Knowledge and performance was the mantra for the recent European research trip undertaken by a group of Barratt Developments Board Directors and Senior Managers, plus key UK suppliers, who all visited Germany and Holland to study offsite manufacturing techniques and new housebuilding technologies.
The intensive three day research trip, organised by Barratt Developments plc, Radar Communications and leading offsite experts Cogent Consulting, took in a range of offsite manufacturing facility visits, show villages, demonstration houses and live construction sites with the aim of understanding new technologies and techniques in two European countries that have parallel housing demand profiles and many similarities with the UK in terms of traditional construction skills shortages.
The purpose of the trip was primarily for knowledge exchange and reciprocal visits will be hosted by Barratt Developments and the key supply chain partners in the UK later this year.
Preparing for the Future
With a clear goal of achieving 20% offsite construction by 2020 the research trip was arranged three years in to a significant offsite strategy that has seen Barratt Developments embrace timber frame technology, floor cassettes, panelised roofing systems, large format masonry walling systems, light steel frame technology and precast garages. Bathroom pods and prefabricated utility cupboards (PUCs) are also being deployed in their apartment developments, primarily within the London region.

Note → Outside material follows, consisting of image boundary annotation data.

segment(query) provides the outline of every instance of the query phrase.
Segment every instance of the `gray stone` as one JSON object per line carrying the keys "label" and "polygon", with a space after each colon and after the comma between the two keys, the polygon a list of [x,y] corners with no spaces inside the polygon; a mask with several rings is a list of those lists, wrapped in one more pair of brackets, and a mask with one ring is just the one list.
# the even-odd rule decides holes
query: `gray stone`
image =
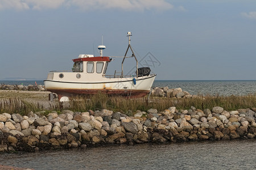
{"label": "gray stone", "polygon": [[204,110],[204,113],[206,116],[208,116],[209,114],[212,114],[210,110],[208,109],[205,109]]}
{"label": "gray stone", "polygon": [[60,129],[60,131],[61,132],[61,133],[65,133],[68,132],[68,126],[64,126],[63,127],[62,127],[61,129]]}
{"label": "gray stone", "polygon": [[92,129],[92,125],[87,122],[79,123],[79,127],[85,131],[89,131]]}
{"label": "gray stone", "polygon": [[78,127],[78,123],[75,120],[70,120],[70,121],[68,121],[68,122],[69,124],[72,124],[73,125],[74,125],[74,128],[77,128]]}
{"label": "gray stone", "polygon": [[167,90],[167,91],[166,91],[166,96],[167,97],[171,97],[173,91],[174,90],[172,89]]}
{"label": "gray stone", "polygon": [[122,125],[125,128],[125,130],[133,134],[137,134],[138,132],[137,126],[133,122],[122,122]]}
{"label": "gray stone", "polygon": [[[59,116],[60,116],[59,115]],[[66,117],[65,116],[65,114],[63,114],[63,115],[64,115],[65,116],[65,117]],[[59,117],[56,117],[56,118],[53,118],[53,119],[52,119],[51,121],[50,121],[50,122],[51,123],[51,124],[55,124],[56,122],[65,122],[65,120],[63,118],[61,118],[61,117],[60,117],[60,116],[59,116]]]}
{"label": "gray stone", "polygon": [[191,119],[191,120],[189,121],[189,122],[191,124],[192,124],[192,125],[194,125],[199,124],[200,122],[197,119],[192,118]]}
{"label": "gray stone", "polygon": [[11,117],[13,118],[13,120],[16,122],[16,123],[20,123],[22,121],[24,120],[24,118],[22,117],[22,116],[19,114],[11,114]]}
{"label": "gray stone", "polygon": [[246,112],[246,114],[248,115],[249,117],[253,117],[255,113],[252,110],[249,110]]}
{"label": "gray stone", "polygon": [[209,124],[207,122],[203,122],[202,124],[201,124],[200,126],[201,128],[209,128]]}
{"label": "gray stone", "polygon": [[2,115],[2,114],[0,114],[0,122],[5,122],[7,120],[7,118],[6,117],[6,116]]}
{"label": "gray stone", "polygon": [[226,110],[223,111],[221,113],[221,114],[226,116],[226,118],[228,118],[228,119],[230,117],[230,113],[229,112],[227,112]]}
{"label": "gray stone", "polygon": [[207,118],[206,117],[202,117],[200,118],[200,121],[202,122],[207,122]]}
{"label": "gray stone", "polygon": [[74,112],[69,110],[64,110],[61,112],[61,114],[65,114],[66,113],[71,114],[72,116],[74,115]]}
{"label": "gray stone", "polygon": [[115,112],[112,114],[112,118],[120,121],[120,117],[121,117],[121,113],[120,112]]}
{"label": "gray stone", "polygon": [[7,118],[11,118],[11,115],[9,113],[2,113],[2,115],[5,116],[5,117],[7,117]]}
{"label": "gray stone", "polygon": [[29,117],[28,118],[27,118],[26,120],[28,122],[28,124],[30,125],[32,125],[35,122],[35,117]]}
{"label": "gray stone", "polygon": [[31,133],[33,135],[42,135],[42,132],[38,129],[32,129]]}
{"label": "gray stone", "polygon": [[147,120],[146,120],[146,121],[144,122],[144,125],[145,125],[147,127],[151,128],[152,127],[151,121],[148,119],[147,119]]}
{"label": "gray stone", "polygon": [[214,122],[208,122],[209,128],[215,128],[217,127],[217,124]]}
{"label": "gray stone", "polygon": [[222,108],[221,108],[221,107],[214,107],[213,108],[212,108],[212,111],[213,112],[215,113],[219,113],[219,114],[220,114],[220,113],[221,113],[223,112],[224,110],[224,109]]}
{"label": "gray stone", "polygon": [[[72,114],[70,113],[66,113],[65,114],[65,115],[66,116],[65,117],[65,119],[67,120],[72,120],[73,118],[73,116]],[[53,117],[53,118],[56,118],[56,117]]]}
{"label": "gray stone", "polygon": [[158,120],[158,118],[156,117],[153,117],[151,118],[150,118],[150,120],[152,121],[155,121],[155,121],[156,121]]}
{"label": "gray stone", "polygon": [[134,114],[134,117],[142,117],[143,115],[142,112],[139,112],[139,113],[137,113],[136,114]]}
{"label": "gray stone", "polygon": [[32,129],[28,128],[22,130],[21,132],[24,134],[25,137],[28,137],[32,135]]}
{"label": "gray stone", "polygon": [[5,124],[5,128],[10,130],[15,130],[16,128],[14,125],[10,122],[6,122]]}
{"label": "gray stone", "polygon": [[30,127],[30,124],[27,120],[24,120],[21,121],[20,127],[22,130],[28,129]]}
{"label": "gray stone", "polygon": [[180,92],[176,95],[176,97],[182,97],[185,96],[185,94],[183,92]]}
{"label": "gray stone", "polygon": [[150,109],[147,110],[147,113],[158,113],[158,110],[156,109]]}
{"label": "gray stone", "polygon": [[171,111],[171,113],[174,114],[174,113],[175,113],[176,107],[170,107],[168,109]]}
{"label": "gray stone", "polygon": [[68,131],[75,128],[75,125],[73,124],[68,124],[66,126],[68,127]]}
{"label": "gray stone", "polygon": [[221,114],[219,116],[220,120],[221,122],[224,122],[225,120],[226,120],[226,117],[225,115]]}
{"label": "gray stone", "polygon": [[117,126],[120,126],[121,122],[119,121],[118,121],[117,120],[114,118],[112,120],[112,122],[111,122],[111,124],[112,125],[115,124],[115,125],[117,125]]}
{"label": "gray stone", "polygon": [[169,90],[169,87],[168,87],[167,86],[164,87],[163,88],[163,90],[164,92],[166,92],[168,90]]}
{"label": "gray stone", "polygon": [[21,133],[19,131],[16,130],[11,130],[9,131],[9,133],[12,134],[14,136],[15,136],[16,135],[19,135],[22,137],[24,137],[24,134],[22,133]]}
{"label": "gray stone", "polygon": [[39,118],[37,120],[35,120],[34,124],[35,126],[43,126],[46,125],[48,125],[49,123],[48,121],[46,121],[43,118]]}
{"label": "gray stone", "polygon": [[108,123],[108,122],[106,121],[103,121],[101,124],[102,124],[102,126],[106,126],[106,127],[109,127],[109,123]]}

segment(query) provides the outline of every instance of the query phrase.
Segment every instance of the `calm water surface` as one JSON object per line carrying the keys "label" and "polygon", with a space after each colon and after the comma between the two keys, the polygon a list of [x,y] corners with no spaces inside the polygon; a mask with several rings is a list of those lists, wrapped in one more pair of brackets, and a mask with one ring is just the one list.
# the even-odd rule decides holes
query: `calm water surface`
{"label": "calm water surface", "polygon": [[256,169],[256,141],[111,146],[0,154],[0,163],[35,169]]}
{"label": "calm water surface", "polygon": [[[5,84],[44,85],[43,80],[0,81]],[[153,87],[180,87],[192,95],[246,95],[256,94],[256,80],[155,80]]]}
{"label": "calm water surface", "polygon": [[246,95],[256,94],[256,80],[155,80],[153,87],[180,87],[192,95]]}

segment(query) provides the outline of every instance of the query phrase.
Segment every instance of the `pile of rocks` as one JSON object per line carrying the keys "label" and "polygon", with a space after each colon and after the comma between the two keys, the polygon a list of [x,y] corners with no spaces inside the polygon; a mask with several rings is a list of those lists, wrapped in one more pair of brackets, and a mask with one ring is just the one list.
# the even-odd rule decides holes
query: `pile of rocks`
{"label": "pile of rocks", "polygon": [[46,91],[44,86],[42,85],[32,85],[23,86],[20,85],[7,85],[0,84],[0,90],[23,90],[23,91]]}
{"label": "pile of rocks", "polygon": [[197,140],[254,138],[256,108],[228,112],[216,107],[204,111],[192,107],[179,112],[138,110],[133,117],[120,112],[73,112],[47,116],[0,114],[0,151],[86,147],[108,143],[164,143]]}
{"label": "pile of rocks", "polygon": [[196,95],[192,95],[189,92],[185,91],[183,91],[181,88],[169,89],[168,87],[164,87],[163,88],[155,87],[152,89],[151,94],[155,96],[177,99],[190,99],[197,97],[197,96]]}

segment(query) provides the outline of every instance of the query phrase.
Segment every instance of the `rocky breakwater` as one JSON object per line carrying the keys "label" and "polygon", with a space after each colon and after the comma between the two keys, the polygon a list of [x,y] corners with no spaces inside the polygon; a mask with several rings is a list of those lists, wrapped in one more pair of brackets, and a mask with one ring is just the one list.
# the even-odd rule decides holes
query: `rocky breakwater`
{"label": "rocky breakwater", "polygon": [[138,110],[134,116],[106,109],[65,110],[47,116],[4,113],[0,114],[0,151],[255,138],[255,112],[256,108],[228,112],[218,107],[178,111],[172,107],[160,112]]}
{"label": "rocky breakwater", "polygon": [[168,87],[155,87],[152,89],[151,94],[155,96],[177,99],[193,99],[198,97],[197,95],[192,95],[185,91],[183,91],[181,88],[169,89]]}
{"label": "rocky breakwater", "polygon": [[32,85],[28,86],[20,85],[7,85],[0,84],[0,90],[22,90],[22,91],[46,91],[44,86],[42,85]]}

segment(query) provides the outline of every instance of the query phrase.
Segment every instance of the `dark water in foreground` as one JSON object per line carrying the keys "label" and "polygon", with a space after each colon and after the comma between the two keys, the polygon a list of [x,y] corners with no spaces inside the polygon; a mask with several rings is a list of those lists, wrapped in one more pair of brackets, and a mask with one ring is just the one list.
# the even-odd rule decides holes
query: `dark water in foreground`
{"label": "dark water in foreground", "polygon": [[[0,81],[5,84],[44,85],[43,80]],[[180,87],[192,95],[246,95],[256,94],[256,80],[155,80],[153,87]]]}
{"label": "dark water in foreground", "polygon": [[111,146],[0,154],[0,163],[35,169],[256,169],[256,141]]}

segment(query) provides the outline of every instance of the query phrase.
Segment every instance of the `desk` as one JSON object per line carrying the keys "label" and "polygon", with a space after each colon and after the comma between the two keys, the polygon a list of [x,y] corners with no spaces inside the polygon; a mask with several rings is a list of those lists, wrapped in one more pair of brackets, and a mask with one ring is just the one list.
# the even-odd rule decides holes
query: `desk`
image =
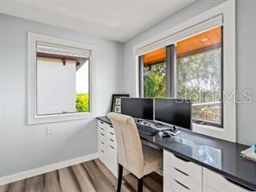
{"label": "desk", "polygon": [[[106,117],[98,119],[112,125]],[[240,152],[249,146],[188,131],[171,138],[150,137],[142,133],[140,138],[179,157],[219,173],[247,189],[256,190],[256,163],[240,157]]]}

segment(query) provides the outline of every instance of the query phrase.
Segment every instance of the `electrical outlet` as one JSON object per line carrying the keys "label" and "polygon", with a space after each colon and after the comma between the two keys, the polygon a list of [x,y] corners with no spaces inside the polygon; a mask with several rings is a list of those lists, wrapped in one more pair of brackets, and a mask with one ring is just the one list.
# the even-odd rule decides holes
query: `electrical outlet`
{"label": "electrical outlet", "polygon": [[53,135],[54,131],[52,126],[46,126],[46,134],[47,135]]}

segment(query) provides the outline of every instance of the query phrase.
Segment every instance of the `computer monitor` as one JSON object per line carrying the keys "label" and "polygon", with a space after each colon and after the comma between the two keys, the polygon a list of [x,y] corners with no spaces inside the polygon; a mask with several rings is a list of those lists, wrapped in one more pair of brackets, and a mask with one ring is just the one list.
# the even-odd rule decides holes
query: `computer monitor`
{"label": "computer monitor", "polygon": [[135,118],[153,120],[154,99],[121,98],[121,113]]}
{"label": "computer monitor", "polygon": [[155,120],[191,129],[191,101],[180,99],[155,99]]}

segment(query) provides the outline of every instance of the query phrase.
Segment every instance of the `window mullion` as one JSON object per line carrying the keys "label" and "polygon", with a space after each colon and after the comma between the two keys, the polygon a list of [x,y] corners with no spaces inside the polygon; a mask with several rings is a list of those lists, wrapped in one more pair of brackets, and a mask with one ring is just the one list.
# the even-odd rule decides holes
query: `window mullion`
{"label": "window mullion", "polygon": [[144,61],[143,56],[138,57],[139,97],[144,97]]}

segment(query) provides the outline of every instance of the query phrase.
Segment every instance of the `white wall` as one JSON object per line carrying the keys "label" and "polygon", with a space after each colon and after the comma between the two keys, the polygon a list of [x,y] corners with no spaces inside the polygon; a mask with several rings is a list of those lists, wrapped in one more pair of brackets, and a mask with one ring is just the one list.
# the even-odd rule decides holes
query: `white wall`
{"label": "white wall", "polygon": [[[161,21],[150,29],[127,41],[124,44],[123,75],[124,90],[131,95],[134,93],[135,73],[132,65],[132,48],[135,45],[163,33],[193,16],[202,13],[226,0],[197,0],[182,10]],[[237,104],[237,142],[253,144],[256,142],[256,1],[236,2],[236,48],[237,48],[237,88],[238,93],[249,89],[253,102]]]}
{"label": "white wall", "polygon": [[95,119],[27,125],[28,31],[97,47],[98,116],[122,86],[120,43],[0,14],[0,177],[97,152]]}

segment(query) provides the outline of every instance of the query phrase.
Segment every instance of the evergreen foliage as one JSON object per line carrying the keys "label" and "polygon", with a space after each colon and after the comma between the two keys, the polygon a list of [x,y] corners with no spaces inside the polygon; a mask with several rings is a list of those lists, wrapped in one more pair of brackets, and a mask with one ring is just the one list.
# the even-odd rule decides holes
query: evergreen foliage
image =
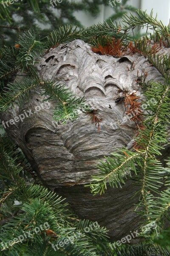
{"label": "evergreen foliage", "polygon": [[[38,28],[43,38],[62,26],[71,24],[74,27],[82,27],[74,16],[75,12],[83,11],[96,17],[102,5],[110,6],[108,0],[60,0],[56,1],[56,4],[54,1],[47,0],[19,0],[12,4],[8,2],[0,0],[1,46],[14,45],[20,35],[30,29],[36,31]],[[127,2],[128,0],[123,0],[121,3],[113,5],[115,14],[110,17],[112,20],[122,18],[122,14],[129,10],[135,11]]]}

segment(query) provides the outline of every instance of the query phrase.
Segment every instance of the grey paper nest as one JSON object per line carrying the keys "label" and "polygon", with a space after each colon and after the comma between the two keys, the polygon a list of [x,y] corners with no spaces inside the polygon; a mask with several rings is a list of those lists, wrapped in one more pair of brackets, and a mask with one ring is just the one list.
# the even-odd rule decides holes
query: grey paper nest
{"label": "grey paper nest", "polygon": [[[51,49],[36,67],[40,78],[65,84],[98,110],[97,116],[102,120],[100,132],[91,116],[80,111],[76,120],[55,127],[52,111],[56,102],[51,102],[50,108],[44,108],[10,125],[8,134],[23,150],[43,183],[66,197],[80,218],[98,221],[114,239],[136,230],[139,217],[133,211],[138,198],[131,198],[137,188],[132,180],[127,180],[122,189],[108,186],[102,196],[93,196],[84,185],[99,172],[95,166],[104,155],[128,146],[134,135],[135,126],[127,118],[123,103],[115,102],[119,90],[129,93],[137,91],[140,96],[137,70],[139,76],[147,72],[146,82],[160,81],[159,73],[138,54],[119,58],[101,55],[79,40]],[[31,95],[29,102],[26,100],[22,106],[16,105],[1,114],[2,120],[14,119],[29,109],[35,112],[44,97],[38,89]]]}

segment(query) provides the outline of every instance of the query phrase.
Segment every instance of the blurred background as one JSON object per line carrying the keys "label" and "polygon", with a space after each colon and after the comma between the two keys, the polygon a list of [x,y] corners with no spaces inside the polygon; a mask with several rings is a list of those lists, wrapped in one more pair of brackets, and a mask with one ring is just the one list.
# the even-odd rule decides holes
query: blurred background
{"label": "blurred background", "polygon": [[[14,45],[23,32],[38,29],[45,37],[61,26],[88,26],[120,20],[125,13],[147,10],[167,25],[170,0],[0,0],[0,47]],[[143,35],[146,30],[141,32]]]}
{"label": "blurred background", "polygon": [[[109,0],[108,2],[109,6],[102,5],[101,6],[99,15],[95,18],[92,17],[89,14],[85,13],[81,11],[75,12],[76,17],[85,26],[89,26],[106,20],[114,12],[113,8],[109,4]],[[122,3],[123,2],[122,1]],[[115,3],[116,3],[116,1]],[[170,18],[170,0],[128,0],[126,3],[137,9],[141,9],[143,11],[146,10],[147,13],[150,13],[153,9],[154,16],[157,14],[159,20],[161,20],[164,25],[167,25],[169,23]],[[114,6],[114,4],[112,3],[112,5]]]}

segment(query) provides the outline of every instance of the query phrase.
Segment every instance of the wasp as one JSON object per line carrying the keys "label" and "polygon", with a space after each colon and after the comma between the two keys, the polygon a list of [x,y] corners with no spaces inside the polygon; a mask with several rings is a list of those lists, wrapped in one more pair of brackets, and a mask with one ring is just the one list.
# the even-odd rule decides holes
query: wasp
{"label": "wasp", "polygon": [[115,103],[119,103],[120,102],[122,102],[122,101],[124,101],[125,99],[125,96],[120,96],[118,98],[117,98],[115,99]]}

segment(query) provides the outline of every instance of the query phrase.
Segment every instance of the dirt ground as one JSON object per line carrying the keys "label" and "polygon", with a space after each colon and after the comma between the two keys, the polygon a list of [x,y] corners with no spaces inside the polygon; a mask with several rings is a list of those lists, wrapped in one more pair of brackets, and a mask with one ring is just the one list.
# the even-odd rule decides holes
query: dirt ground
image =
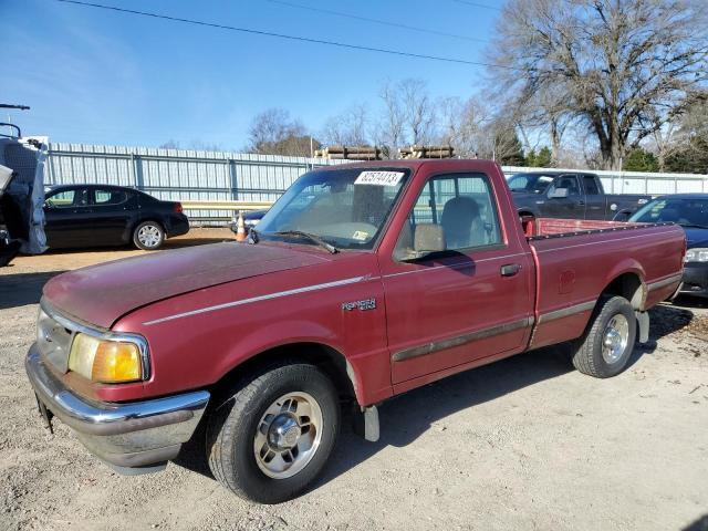
{"label": "dirt ground", "polygon": [[[167,248],[230,238],[197,229]],[[235,497],[197,452],[158,475],[118,476],[61,423],[45,430],[23,357],[49,278],[140,252],[0,269],[1,530],[708,529],[708,310],[695,299],[655,309],[650,343],[615,378],[542,350],[389,400],[381,440],[345,424],[324,477],[288,503]]]}

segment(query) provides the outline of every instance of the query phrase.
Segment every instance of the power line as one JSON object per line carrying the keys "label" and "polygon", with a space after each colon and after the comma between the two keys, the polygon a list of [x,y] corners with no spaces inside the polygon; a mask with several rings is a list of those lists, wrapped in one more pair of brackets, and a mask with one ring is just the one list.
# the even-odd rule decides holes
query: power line
{"label": "power line", "polygon": [[388,20],[381,20],[381,19],[372,19],[368,17],[362,17],[358,14],[351,14],[351,13],[343,13],[341,11],[333,11],[330,9],[322,9],[322,8],[313,8],[311,6],[303,6],[301,3],[294,3],[294,2],[285,2],[283,0],[267,0],[271,3],[279,3],[281,6],[288,6],[289,8],[295,8],[295,9],[305,9],[308,11],[314,11],[317,13],[325,13],[325,14],[333,14],[335,17],[344,17],[346,19],[353,19],[353,20],[361,20],[364,22],[373,22],[375,24],[382,24],[382,25],[389,25],[392,28],[400,28],[403,30],[410,30],[410,31],[418,31],[420,33],[429,33],[431,35],[439,35],[439,37],[451,37],[454,39],[462,39],[465,41],[476,41],[476,42],[488,42],[486,39],[479,39],[476,37],[467,37],[467,35],[460,35],[457,33],[448,33],[445,31],[438,31],[438,30],[430,30],[427,28],[418,28],[415,25],[408,25],[408,24],[402,24],[398,22],[391,22]]}
{"label": "power line", "polygon": [[487,4],[479,3],[479,2],[469,2],[468,0],[452,0],[452,1],[457,2],[457,3],[464,3],[466,6],[472,6],[475,8],[491,9],[493,11],[501,11],[501,8],[498,8],[496,6],[487,6]]}
{"label": "power line", "polygon": [[162,20],[169,20],[171,22],[183,22],[186,24],[195,24],[195,25],[202,25],[202,27],[207,27],[207,28],[217,28],[220,30],[229,30],[229,31],[238,31],[241,33],[250,33],[250,34],[254,34],[254,35],[262,35],[262,37],[273,37],[273,38],[278,38],[278,39],[287,39],[290,41],[299,41],[299,42],[310,42],[313,44],[324,44],[327,46],[336,46],[336,48],[345,48],[345,49],[350,49],[350,50],[360,50],[360,51],[366,51],[366,52],[376,52],[376,53],[386,53],[388,55],[398,55],[398,56],[404,56],[404,58],[414,58],[414,59],[425,59],[425,60],[430,60],[430,61],[440,61],[440,62],[445,62],[445,63],[457,63],[457,64],[469,64],[472,66],[488,66],[488,67],[492,67],[492,69],[506,69],[506,70],[518,70],[514,69],[513,66],[506,66],[506,65],[501,65],[501,64],[491,64],[491,63],[483,63],[480,61],[468,61],[465,59],[456,59],[456,58],[445,58],[441,55],[427,55],[424,53],[413,53],[413,52],[404,52],[400,50],[391,50],[391,49],[386,49],[386,48],[374,48],[374,46],[365,46],[362,44],[350,44],[350,43],[345,43],[345,42],[337,42],[337,41],[327,41],[324,39],[313,39],[313,38],[309,38],[309,37],[300,37],[300,35],[289,35],[285,33],[275,33],[272,31],[262,31],[262,30],[253,30],[251,28],[239,28],[239,27],[235,27],[235,25],[227,25],[227,24],[219,24],[216,22],[205,22],[201,20],[194,20],[194,19],[184,19],[180,17],[170,17],[167,14],[159,14],[159,13],[152,13],[148,11],[138,11],[138,10],[134,10],[134,9],[125,9],[125,8],[116,8],[115,6],[104,6],[101,3],[92,3],[92,2],[84,2],[84,1],[80,1],[80,0],[55,0],[58,2],[62,2],[62,3],[72,3],[75,6],[82,6],[82,7],[86,7],[86,8],[97,8],[97,9],[105,9],[105,10],[110,10],[110,11],[117,11],[121,13],[128,13],[128,14],[136,14],[136,15],[140,15],[140,17],[149,17],[153,19],[162,19]]}

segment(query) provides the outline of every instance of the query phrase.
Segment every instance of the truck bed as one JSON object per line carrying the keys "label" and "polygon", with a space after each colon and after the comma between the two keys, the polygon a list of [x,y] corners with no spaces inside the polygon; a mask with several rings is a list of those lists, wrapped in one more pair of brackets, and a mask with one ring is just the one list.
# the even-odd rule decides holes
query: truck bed
{"label": "truck bed", "polygon": [[589,232],[610,232],[648,227],[662,227],[673,223],[629,223],[624,221],[604,221],[594,219],[523,219],[523,232],[530,241],[543,238],[577,236]]}
{"label": "truck bed", "polygon": [[537,266],[533,348],[579,337],[608,282],[618,289],[638,278],[631,302],[644,311],[681,280],[686,236],[674,223],[540,218],[524,221],[524,232]]}

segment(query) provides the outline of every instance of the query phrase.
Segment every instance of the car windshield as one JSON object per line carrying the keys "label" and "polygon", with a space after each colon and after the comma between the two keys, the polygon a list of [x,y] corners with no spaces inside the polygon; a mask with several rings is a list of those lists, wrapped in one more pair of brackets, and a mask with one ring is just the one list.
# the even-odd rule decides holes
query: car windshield
{"label": "car windshield", "polygon": [[405,168],[304,174],[263,216],[258,237],[316,244],[305,232],[337,249],[372,249],[408,174]]}
{"label": "car windshield", "polygon": [[507,184],[511,191],[527,191],[529,194],[543,194],[553,183],[554,175],[544,174],[516,174],[509,177]]}
{"label": "car windshield", "polygon": [[637,210],[629,221],[642,223],[671,221],[684,227],[708,229],[708,199],[660,197]]}

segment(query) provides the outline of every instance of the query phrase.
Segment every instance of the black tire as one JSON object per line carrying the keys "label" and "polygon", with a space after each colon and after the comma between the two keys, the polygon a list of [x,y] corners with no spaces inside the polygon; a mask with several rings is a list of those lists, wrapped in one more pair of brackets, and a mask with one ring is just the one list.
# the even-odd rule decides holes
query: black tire
{"label": "black tire", "polygon": [[133,230],[133,244],[144,251],[163,247],[165,229],[157,221],[143,221]]}
{"label": "black tire", "polygon": [[[269,407],[289,393],[305,393],[322,413],[320,442],[300,471],[288,478],[267,476],[260,468],[254,441]],[[340,429],[340,403],[330,378],[314,365],[282,363],[241,382],[207,420],[207,456],[217,480],[241,498],[280,503],[312,485],[334,448]],[[261,461],[262,462],[262,461]]]}
{"label": "black tire", "polygon": [[[615,315],[626,320],[626,346],[613,358],[612,354],[603,355],[603,342],[607,325]],[[622,317],[618,317],[622,321]],[[614,327],[613,327],[614,329]],[[637,334],[637,319],[629,301],[623,296],[604,296],[598,302],[585,334],[573,344],[573,365],[577,371],[596,378],[608,378],[624,371]],[[608,360],[610,357],[610,360]]]}

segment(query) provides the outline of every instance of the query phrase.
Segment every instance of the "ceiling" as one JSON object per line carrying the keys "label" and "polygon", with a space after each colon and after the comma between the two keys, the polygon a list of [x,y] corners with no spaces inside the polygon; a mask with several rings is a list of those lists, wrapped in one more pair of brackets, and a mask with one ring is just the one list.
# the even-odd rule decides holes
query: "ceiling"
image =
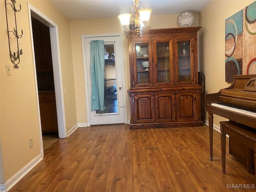
{"label": "ceiling", "polygon": [[[184,11],[199,12],[212,0],[141,0],[152,15],[178,14]],[[69,19],[116,17],[129,13],[132,0],[50,0]]]}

“We are absolutely committed to offsite and MMC (modern methods of construction) technologies,” said Steven Boyes, Chief Operating Officer at Barratt Developments plc. “As the UK’s largest housebuilder we like to think we lead the housebuilding industry in this area, not least because of the breadth of technologies we are actively trialling and the strength of our supply chain relationships. Our move to embrace offsite technology is also based on addressing the long term skills shortage that we are seeing in the UK housing sector and to help ensure predictability of build cost and programmes. It’s vital that all of the technologies we use and offsite supply chain partners that we select can work with us effectively to deliver the high quality that we need.”
The process of selecting the technologies and offsite supply chain partners that Barratt Developments currently work with in the UK, which includes Stewart Milne Timber Systems (SMTS), SIG Roofspace, Fusion Building Systems, H+H and CRH Tarmac, has been a structured one. It has involved completely open dialogue, prototyping and trial builds, with Barratt Developments’ technical and innovation team managing the deployment and measuring key performance indicators in collaboration with the selected regional management team.
Oliver Novakovic, Technical and Innovation Director at Barratt Developments, has spearheaded the offsite technology and supplier selection approach since joining the company in 2014. “Our approach to implementing our offsite strategy has been one of ensuring that we create the right culture for innovation, communication and dialogue with potential offsite manufacturers,” says Oliver. “We recognise that the offsite supply chain holds an immense amount of knowledge about their processes, materials and technologies and the key for us is to tap in to that knowledge rather that approaching them with a dictatorial culture. They recognise that we know housebuilding and that we understand the demands, likes and dislikes of our customer base. We also intimately understand our cost base and the performance specifications that are required from these new technologies.”
As the UK’s largest housebuilder Barratt Developments is celebrating its 60th anniversary this year, having built over 450,000 homes since 1958. In 2017 the company completed nearly 17,500 homes, both private and social/affordable, with typically 350-375 live sites at any point in time. These sites are delivered by 27 operating Divisions that directly employ over 6,000 people and support over 11,000 sub-contractors and suppliers.
This scale of operation presents real opportunities for supply chain engagement based on volume demand, but it also presents technical, cultural and communication challenges when seeking to implement any new or modern method of construction.